Rice arrived from Holland in the early 1850s almost penniless, however, his great work ethic built him quite a fortune. Rice set himself up as a money lender, but he could hardly be called greedy as the amount of interest he charged was always modest. Later in life, Rice retired to his home and became a recluse. When he did find it necessary to go into town, he did so clad in wooden shoes that was the custom in his native land. Henry Rice was an eccentric person indeed, but the townspeople always held him in high esteem.

Photograph of the Memorial for Henry P. Rice
The Memorial for Henry P. Rice

As death approached, he bought a plot at Santa Cruz Memorial Park and designed his own monument. He passed away on September 14, 1904 and his many friends followed along behind the horse-drawn hearse as it brought his remains to their final resting place. When the grave was opened, found within was a bottle containing precise instructions how Rice wanted to be buried.

Buried next to Henry P. Rice is his son-in-law, Sheriff Elmer Dakan. The sheriff was born in Ohio, but came to California at an early age and spent the greater part of his life in Santa Cruz County. He was a farmer in Soquel, and afterward a butcher, being the longtime proprietor of the Central Market on Pacific Avenue.

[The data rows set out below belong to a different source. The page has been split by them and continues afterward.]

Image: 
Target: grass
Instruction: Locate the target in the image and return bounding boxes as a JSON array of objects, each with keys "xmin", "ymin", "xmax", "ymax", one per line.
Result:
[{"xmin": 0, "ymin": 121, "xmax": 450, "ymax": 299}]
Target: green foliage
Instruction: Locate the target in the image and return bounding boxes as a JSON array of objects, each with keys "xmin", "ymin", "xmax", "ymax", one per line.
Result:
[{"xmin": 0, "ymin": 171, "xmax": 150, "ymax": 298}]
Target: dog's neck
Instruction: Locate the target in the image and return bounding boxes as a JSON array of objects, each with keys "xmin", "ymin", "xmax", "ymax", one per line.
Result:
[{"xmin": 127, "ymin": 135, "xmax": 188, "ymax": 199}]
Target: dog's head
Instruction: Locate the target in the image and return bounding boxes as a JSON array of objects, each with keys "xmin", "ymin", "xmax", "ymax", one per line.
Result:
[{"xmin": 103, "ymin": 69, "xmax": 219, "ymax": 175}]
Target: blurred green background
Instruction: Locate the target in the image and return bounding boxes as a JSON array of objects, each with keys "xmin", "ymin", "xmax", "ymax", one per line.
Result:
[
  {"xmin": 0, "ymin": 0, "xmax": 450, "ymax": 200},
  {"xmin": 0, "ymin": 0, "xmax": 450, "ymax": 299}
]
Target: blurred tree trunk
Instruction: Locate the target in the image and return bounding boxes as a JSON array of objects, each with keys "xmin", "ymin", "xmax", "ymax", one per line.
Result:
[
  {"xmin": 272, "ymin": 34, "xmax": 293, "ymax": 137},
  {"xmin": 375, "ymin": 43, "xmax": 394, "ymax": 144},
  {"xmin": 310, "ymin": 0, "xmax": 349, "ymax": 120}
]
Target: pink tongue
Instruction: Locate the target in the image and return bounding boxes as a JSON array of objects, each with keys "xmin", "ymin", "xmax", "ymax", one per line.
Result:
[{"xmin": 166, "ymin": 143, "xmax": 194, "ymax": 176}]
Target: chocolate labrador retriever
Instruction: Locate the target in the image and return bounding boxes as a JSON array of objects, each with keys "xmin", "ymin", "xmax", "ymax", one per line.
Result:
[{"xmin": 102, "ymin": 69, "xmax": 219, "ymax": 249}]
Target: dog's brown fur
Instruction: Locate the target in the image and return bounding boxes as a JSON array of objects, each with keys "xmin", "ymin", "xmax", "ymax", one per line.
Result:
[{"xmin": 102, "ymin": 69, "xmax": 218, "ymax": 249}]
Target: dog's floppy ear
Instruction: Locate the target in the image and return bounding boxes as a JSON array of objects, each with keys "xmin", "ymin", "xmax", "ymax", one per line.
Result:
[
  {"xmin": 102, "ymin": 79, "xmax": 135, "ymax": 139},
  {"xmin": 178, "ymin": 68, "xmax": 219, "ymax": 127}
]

Dakan, however, is best remembered as one of the sheriffs who brought law and order to Santa Cruz. He ascended to that office in 1879 and held it for a total of ten years. During his tenure, most of the old time banditos, who plagued the countryside, were run into the ground and either killed or sent to state prison. Dakan was a tough, resolute man, who never allowed himself to back down from a fight. After retiring from office, Dakan bought a farm near Soquel, where he died on December 2, 1899, the result of being thrown from a horse.